Sing “Happy Birthday to You” in public and you may be singing to the judge. It is even more likely that you will face legal problems if you are making a buck off the event. For example, you bake cupcakes. Out you come with candles flaming and you strike up that old familiar tune. Someone wants to get paid.
Here is the reason: it is copyrighted. The current owner is Time Warner and it rakes in an estimated $2 million dollars a year just from that song.
Artists own their work. They can license it, sell it and even give it away. This falls under copyright law. The rights usually last from 75 to 90 years. In the case of “Happy Birthday to You” it was created by 2 sisters in the 1800s but not copyrighted until the mid-1930s. Bottom-line is that the copyright still has a few years to go.

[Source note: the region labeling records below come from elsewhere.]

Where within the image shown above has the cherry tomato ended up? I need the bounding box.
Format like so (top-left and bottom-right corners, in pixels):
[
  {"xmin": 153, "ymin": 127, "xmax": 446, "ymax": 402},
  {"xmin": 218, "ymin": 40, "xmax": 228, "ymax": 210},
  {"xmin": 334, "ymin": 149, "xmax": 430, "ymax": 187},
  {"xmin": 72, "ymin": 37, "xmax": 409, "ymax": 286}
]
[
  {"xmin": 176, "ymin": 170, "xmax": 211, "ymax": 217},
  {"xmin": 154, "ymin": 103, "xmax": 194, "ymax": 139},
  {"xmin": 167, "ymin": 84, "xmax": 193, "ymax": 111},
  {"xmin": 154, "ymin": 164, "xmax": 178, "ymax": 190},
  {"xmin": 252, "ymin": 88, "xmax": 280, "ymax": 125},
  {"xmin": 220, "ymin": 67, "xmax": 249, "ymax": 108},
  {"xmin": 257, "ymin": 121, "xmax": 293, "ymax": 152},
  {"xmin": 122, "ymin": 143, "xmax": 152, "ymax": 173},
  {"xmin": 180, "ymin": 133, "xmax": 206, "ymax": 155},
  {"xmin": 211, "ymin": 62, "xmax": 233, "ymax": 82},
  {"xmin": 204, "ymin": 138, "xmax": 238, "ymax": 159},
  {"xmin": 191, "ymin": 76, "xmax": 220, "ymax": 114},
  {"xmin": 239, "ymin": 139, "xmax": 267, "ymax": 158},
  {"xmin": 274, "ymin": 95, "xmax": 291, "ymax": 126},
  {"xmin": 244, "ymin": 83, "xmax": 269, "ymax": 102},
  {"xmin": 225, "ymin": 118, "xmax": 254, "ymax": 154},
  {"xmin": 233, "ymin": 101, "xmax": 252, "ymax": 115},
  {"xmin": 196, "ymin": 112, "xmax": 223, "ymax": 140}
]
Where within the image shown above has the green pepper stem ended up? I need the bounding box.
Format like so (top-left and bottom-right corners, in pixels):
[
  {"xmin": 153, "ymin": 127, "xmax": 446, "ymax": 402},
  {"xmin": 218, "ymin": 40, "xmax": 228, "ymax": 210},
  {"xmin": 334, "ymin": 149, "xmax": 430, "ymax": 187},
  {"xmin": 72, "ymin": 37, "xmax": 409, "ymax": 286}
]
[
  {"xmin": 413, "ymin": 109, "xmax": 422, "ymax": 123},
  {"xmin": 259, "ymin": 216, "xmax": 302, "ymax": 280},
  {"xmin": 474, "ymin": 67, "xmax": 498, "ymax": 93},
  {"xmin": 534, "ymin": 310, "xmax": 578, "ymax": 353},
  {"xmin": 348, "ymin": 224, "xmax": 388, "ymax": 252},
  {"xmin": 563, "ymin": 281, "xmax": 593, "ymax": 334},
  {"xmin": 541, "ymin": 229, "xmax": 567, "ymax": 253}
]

Perhaps the most famous case of trying to get money for “Happy Birthday to You” was when the American Society of Composers, Authors and Publishers (ASCAP) went after the Girl Scouts for singing the song at campouts. The matter was later dropped after a lot of bad publicity. Those Girl Scouts can be tough.
But you can bet any time it appears in a movie or on a reality TV show, someone is paying up.
This also explains why in so many restaurants, they sing their own silly birthday song. That is right. They don’t want to pay.
Now don’t drop the song from your family’s list of traditions just yet. You are allowed to sing the song in your home. Just don’t put it on YouTube and expect to make a few pennies. You just might end up with your own command performance … in court.